Saturday, June 16, 2012

WHAT STORY ARE YOU TRYING to TELL?

When creating a booth it is often helpful to create a story that supports the wares you are selling, the food you are offering, the games you are presenting, or guild environment you are creating. Are you are poor vendor that builds his booth with twigs and branches, or a rich merchant that offers her wares out of a timber frame shop? Are you are candle maker that allows the public to enter your shop to create their own products, or a blacksmith demonstrating what a craftsman looks like when they work? Any personal story you can communicate with the design of your booth will only help your sales and the experience of your visitors. If you are a nomadic seller of merchandise scavenged from far off places, drape your booth with exotic rugs and textiles that look like they just came off the back of a camel. If you are dying fabric for clothing, include a few half barrels of colored water, or better yet actually dye fabric in your booth!
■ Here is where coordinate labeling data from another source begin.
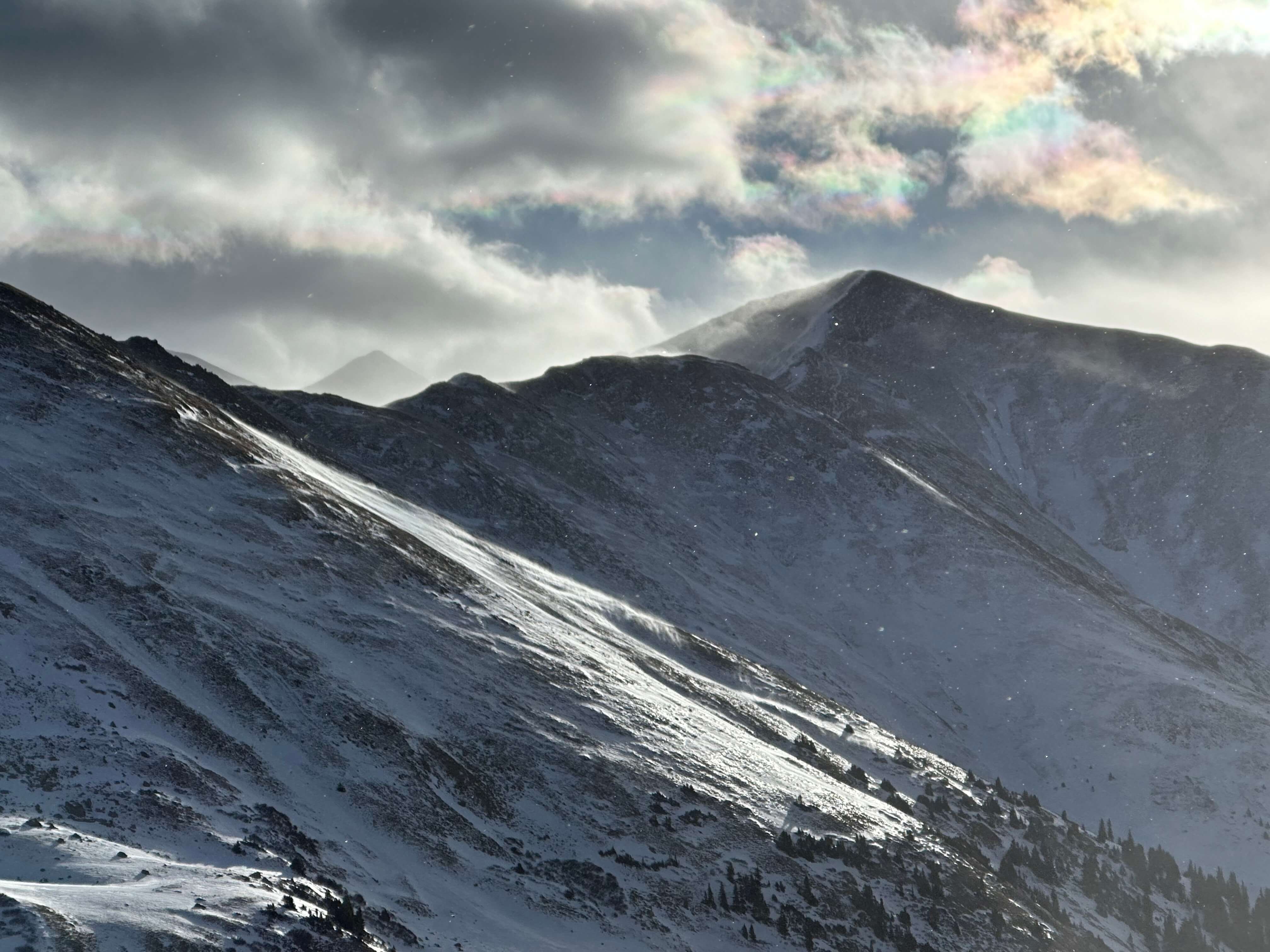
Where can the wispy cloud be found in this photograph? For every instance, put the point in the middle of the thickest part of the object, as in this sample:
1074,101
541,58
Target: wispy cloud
1003,282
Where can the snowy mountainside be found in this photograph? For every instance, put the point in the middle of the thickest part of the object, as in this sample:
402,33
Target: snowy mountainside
260,696
1147,451
371,379
918,596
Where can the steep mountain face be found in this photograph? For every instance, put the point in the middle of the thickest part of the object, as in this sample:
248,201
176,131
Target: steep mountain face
373,379
540,667
906,581
1147,451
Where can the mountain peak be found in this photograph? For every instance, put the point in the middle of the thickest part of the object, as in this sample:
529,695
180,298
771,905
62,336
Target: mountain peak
769,334
373,379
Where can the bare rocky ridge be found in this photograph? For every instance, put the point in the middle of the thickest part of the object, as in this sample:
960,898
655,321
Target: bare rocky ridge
534,667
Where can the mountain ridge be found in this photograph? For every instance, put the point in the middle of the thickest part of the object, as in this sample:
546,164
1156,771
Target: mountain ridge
373,379
474,653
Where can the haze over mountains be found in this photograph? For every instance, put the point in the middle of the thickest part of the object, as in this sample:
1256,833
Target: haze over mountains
373,379
535,666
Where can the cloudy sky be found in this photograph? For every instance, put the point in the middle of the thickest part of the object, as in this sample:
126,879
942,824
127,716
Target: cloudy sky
496,186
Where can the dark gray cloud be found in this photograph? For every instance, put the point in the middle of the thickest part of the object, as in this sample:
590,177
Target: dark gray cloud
479,184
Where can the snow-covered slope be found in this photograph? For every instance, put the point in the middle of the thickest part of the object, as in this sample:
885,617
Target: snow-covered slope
373,379
1147,451
492,668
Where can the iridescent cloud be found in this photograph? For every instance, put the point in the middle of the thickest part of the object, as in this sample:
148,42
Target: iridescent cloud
794,128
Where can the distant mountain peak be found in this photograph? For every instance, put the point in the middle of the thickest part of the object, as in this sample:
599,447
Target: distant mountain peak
373,379
770,334
228,376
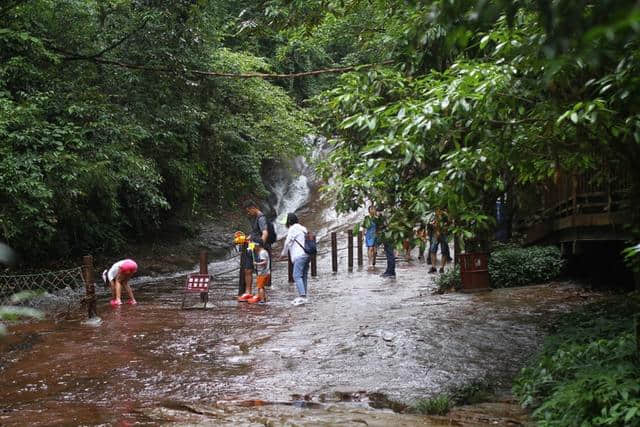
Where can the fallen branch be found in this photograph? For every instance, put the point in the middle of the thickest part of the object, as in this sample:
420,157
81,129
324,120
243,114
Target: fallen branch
223,74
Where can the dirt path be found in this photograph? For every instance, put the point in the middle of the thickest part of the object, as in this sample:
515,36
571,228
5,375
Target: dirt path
361,346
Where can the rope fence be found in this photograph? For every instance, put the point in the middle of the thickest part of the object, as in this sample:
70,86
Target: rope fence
53,291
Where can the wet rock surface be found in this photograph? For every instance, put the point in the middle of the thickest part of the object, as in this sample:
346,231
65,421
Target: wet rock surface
361,350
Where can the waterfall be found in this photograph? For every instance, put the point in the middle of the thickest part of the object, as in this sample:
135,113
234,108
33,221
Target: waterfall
291,184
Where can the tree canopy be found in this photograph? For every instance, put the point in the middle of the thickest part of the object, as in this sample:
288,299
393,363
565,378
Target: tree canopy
93,154
486,98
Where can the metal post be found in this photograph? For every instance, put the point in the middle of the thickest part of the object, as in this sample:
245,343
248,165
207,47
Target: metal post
350,249
90,288
456,249
334,252
290,268
204,269
241,284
Supporting your products, services, or performance space with elements that support its theme will add even more depth to your audience’s experience and encourage them to look, watch, and buy.

Experiencing the Faire from Behind a Counter

There are many ways to experience a Faire, one of my favorites is from behind the counter of a booth. Whether you are selling jewelry, turkey legs, ale, or souvenir maps, a place behind a counter affords you a unique window on the ebb and flow of people, costumes, and street entertainment. Having a booth means you have a home base from which to venture out from and safely return. You have a one-on-one relationship with many of your patrons, and when the Faire gets crowded, a place safe from the crush of humanity. Although you are technically working, you are also visiting guests, fellow participants, and best of all, playing. There is nothing so nice as to have friends sit with you in your own private living room, watching the spectacle of a Faire parading past.
Some of my fondest, and earliest experiences of the Faire was spent shoveling ice into glasses of tea and feeding them through a window to the counter help. As behind the scenes as this job might appear, I have a framed window of the Faire that allowed me to focus my experience on just a few yards of dusty street where I could watch all the faces of guests and participants as they came to the counter. One thing I also loved was seeing some of the better knows performers quietly drop their daylong roles, just long enough to order a drink, connect to the counter person, and then launch themselves back into the crowd. It was these moments that made me feel the most included in this much larger event, and yet I was just an ice shoveling individual sitting at the back of a booth.
This can also be true of participants that create a theatrical Inn-Yard, or Guild Yard. These are themed environments, often with seats, dinning tables, and structures that face out to the crowd. Actors and guild members Play the roles appropriate to the environment, and whether peasants or members of the Queen’s Court, they act as a living tableau. The only danger comes when a group so identifies with their own small universe of players that they forget or even ignore the audience separated by only a few hay bales or length of rope. Any opportunity to pull the audience in, if not physically emotionally, will only make your experience and theirs more enjoyable.